O’Scanlon’s new legislation, S-1858, would implement the key recommendations of the task force report, including:

  • Making the interest arbitration cap permanent.
  • Giving arbitrators 90 days to render a decision.
  • Maintaining the 14-day deadline to file an appeal and 60-day period for a final PERC decision.
  • Keeping the compensation of arbitrators capped at $10,000.
  • Continuing to compound the two-percent cap each year over the length of the collective negotiations agreement.
  • Continuing to include the cost of increments previously negotiated, such as step movements and longevity payments, when determining base salaries.
  • Requiring contracts to be posted conspicuously on the municipal or county website at least 10 days prior to the execution of the contract.

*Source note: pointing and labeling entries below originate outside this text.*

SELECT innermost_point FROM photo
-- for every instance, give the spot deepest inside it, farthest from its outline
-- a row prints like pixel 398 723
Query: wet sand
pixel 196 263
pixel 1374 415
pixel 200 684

  • Voiding final agreements not filed with PERC or that don’t contain a cost summary.
  • Abolishing “dynamic status quo” step increases after a collectively negotiated agreement has expired.

“The task force’s recommendations that are embodied in our new legislation were the result of a careful analysis of what worked and what didn’t with the process of interest arbitration,” added O’Scanlon. “We know this is fair, that it works, and that it’s very good for property taxpayers. It’s time for the Legislature to stop stalling and get this done.”